Le ton ainsi donné, généralités sur généralités se sont alors succédées …

Il n’existe en effet pour « la bête noire des barreaux » aucun crime ou délit qui ne serait dû au hasard, ou qui résulterait d’un choix, il faut se pencher sur la vie du délinquant ou du criminel et remarquer que bien souvent il n’aura pas eu une enfance heureuse, qu’il n’aura pas reçu suffisamment d’amour, ou qu’il a à un moment donné dans sa vie manqué d’accompagnement. Le « petit baiser du soir » est pour lui un rempart contre la délinquance. Il faudrait pour vérifier cet argument, un peu simpliste malgré tout, avoir accès à tous les fichiers de l’institution judiciaire, et passer des heures à décortiquer la vie des criminels récemment condamnés.

Reprenons l’affirmation selon laquelle : « Personne n’est indéfendable ».

Cette phrase prononcée par un homme qui pourrait recevoir la palme d’or des acquittements, semble ainsi prendre une dimension particulière. Mais ne faudrait-il pas revenir à la définition même « d’indéfendable », et par conséquent de la « défense ». Cela nous permettra d’également nous interroger sur certains principes fondamentaux du droit pénal français.
Être défendable, c’est pouvoir être protégé, soutenu, contre quelque chose. En l’occurrence le travail de l’avocat, est de soutenir, de protéger son client contre d’éventuels vices de procédure, contre un procès qui ne serait pas équitable, c’est de s’assurer que son client ne soit pas présumé coupable, mais bel et bien innocent, jusqu’à ce que la preuve contraire soit apportée. Ainsi l’article 6 de la convention européenne des droits de l’homme, dispose que « toute personne a droit à ce que sa cause soit entendue devant un tribunal indépendant et impartial », tout mis en cause a donc droit à un procès, a donc droit à être entendu pour assurer au mieux sa défense, et ne doit pas être considéré comme coupable, alors même qu’aucune preuve n’est rapportée et que le doute de sa culpabilité subsiste.

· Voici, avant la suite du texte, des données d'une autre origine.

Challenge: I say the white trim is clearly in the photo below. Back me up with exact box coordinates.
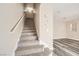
[39,40,53,56]
[13,16,24,56]
[39,40,53,50]
[39,40,48,48]
[68,38,79,41]
[53,37,67,40]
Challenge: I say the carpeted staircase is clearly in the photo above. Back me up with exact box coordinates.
[15,18,51,56]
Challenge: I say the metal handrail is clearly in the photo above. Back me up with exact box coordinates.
[10,16,24,32]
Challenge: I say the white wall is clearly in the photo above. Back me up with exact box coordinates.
[53,17,79,41]
[39,3,53,50]
[34,4,40,37]
[53,3,79,40]
[53,19,66,39]
[0,3,24,55]
[66,20,79,40]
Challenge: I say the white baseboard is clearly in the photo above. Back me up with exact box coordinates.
[13,16,24,56]
[39,40,48,48]
[53,37,67,40]
[39,40,53,50]
[68,38,79,41]
[39,40,53,56]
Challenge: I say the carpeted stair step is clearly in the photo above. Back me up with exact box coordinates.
[22,30,36,33]
[15,45,44,56]
[21,32,37,36]
[18,40,39,47]
[23,27,35,30]
[26,48,52,56]
[20,35,37,40]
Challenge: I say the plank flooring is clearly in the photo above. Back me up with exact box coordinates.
[53,38,79,56]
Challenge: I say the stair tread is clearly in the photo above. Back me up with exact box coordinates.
[16,45,44,51]
[20,36,37,40]
[22,32,36,33]
[21,34,37,36]
[22,30,35,32]
[22,31,36,33]
[18,40,40,47]
[15,48,44,56]
[19,40,39,43]
[21,34,37,37]
[21,33,37,36]
[23,28,35,30]
[23,27,35,29]
[17,48,51,56]
[18,40,39,47]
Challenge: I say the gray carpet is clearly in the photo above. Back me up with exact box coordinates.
[15,18,51,56]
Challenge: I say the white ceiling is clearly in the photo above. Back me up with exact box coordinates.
[53,3,79,21]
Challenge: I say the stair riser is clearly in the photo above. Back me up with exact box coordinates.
[22,31,36,35]
[20,36,37,40]
[24,25,35,27]
[23,28,35,30]
[24,23,34,25]
[22,30,35,33]
[21,33,36,36]
[18,42,39,48]
[22,32,36,33]
[24,27,35,28]
[21,34,37,37]
[22,31,36,33]
[25,23,34,24]
[23,27,35,29]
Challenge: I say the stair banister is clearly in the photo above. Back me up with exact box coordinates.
[10,15,24,32]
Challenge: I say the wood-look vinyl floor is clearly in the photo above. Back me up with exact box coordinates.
[53,38,79,56]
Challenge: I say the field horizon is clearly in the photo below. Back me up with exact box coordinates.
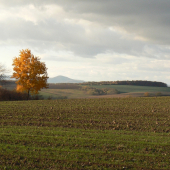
[2,80,170,99]
[40,84,170,99]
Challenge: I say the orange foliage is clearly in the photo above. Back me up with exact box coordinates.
[16,84,23,92]
[12,49,49,98]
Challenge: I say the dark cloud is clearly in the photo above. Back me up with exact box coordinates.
[1,0,170,59]
[54,0,170,45]
[1,0,170,45]
[0,16,143,57]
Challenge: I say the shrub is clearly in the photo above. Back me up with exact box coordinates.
[31,94,44,100]
[0,88,27,101]
[80,86,120,95]
[86,89,106,95]
[105,89,120,94]
[125,95,132,98]
[0,88,44,101]
[144,92,150,97]
[55,96,68,99]
[155,92,162,97]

Eric Dupont-Moretti, Pierre Blazi et Bernard Magrez

Cependant, qu’en est-il des cas où la culpabilité est établie ? Où les faits sont avérés ?

Qu’en est-il des situations où le mis en cause est indubitablement coupable d’atrocités sans nom ? Que reste-t-il à défendre ? Est-il réellement ici question de défense, ou plutôt de protection ? En effet, l’ « Homme », même coupable des pires crimes a droit à un procès, et a le droit d’être traité avec respect, et dignité mais le rôle de l’avocat dans de telles circonstances n’est pas de défendre son client, mais de lui garantir que ses droits ne seront pas bafoués. Ainsi, force est de constater qu’il existe des indéfendables qui devront pourtant être représentés pour que leur procès ne se transforme pas en lapidation judiciaire ou parfois, publique ; car au-delà de ce qu’il se passe à l’intérieur du tribunal, le mis en cause, doit souvent faire face à l’opinion publique, ensemble des convictions et des valeurs plus ou moins partagées, des jugements, des préjugés et des croyances de la population d’une société donnée.

Que vient faire l’opinion publique, si subjective, dans une salle d’audience qui se doit d’être indépendante et impartiale ?

La multiplication des médias y participe grandement, mais malheureusement l’évolution de la société est ainsi faite, cela a toujours existé, et fait partie de la vie d’un avocat mais aussi des magistrats, qui se doivent de la mettre de côté. Un bon juge d’après Maitre Dupont Moretti, est celui qui met de côté ses « a priori », et qui se donne le droit de douter. En est-il de même pour un avocat ? Cela compte-t-il vraiment lorsqu’il s’agit d’eux ? Ne sont-ils pas finalement les marionnettes de leurs clients, qui sont les maitres du procès ? Les clients ont le droit de mentir, ou de se taire, et le travail de l’avocat est à la fois de respecter ce choix, et de n’apporter aucun jugement.

Cette conférence avait sur le papier, tout pour mettre des étoiles dans les yeux à une étudiante en droit de 22 ans qui prépare le concours d’entrée à l’Ecole Nationale de la Magistrature, car même si l’on ne partage pas toutes ses idées, on ne peut que reconnaitre la grandeur de l’homme et de l’avocat et admettre que son charisme ne laisse personne indifférent. Cependant, l’étudiante de 22 ans, venue en prendre plein les yeux, ressort sur sa faim, dubitative, et frustrée.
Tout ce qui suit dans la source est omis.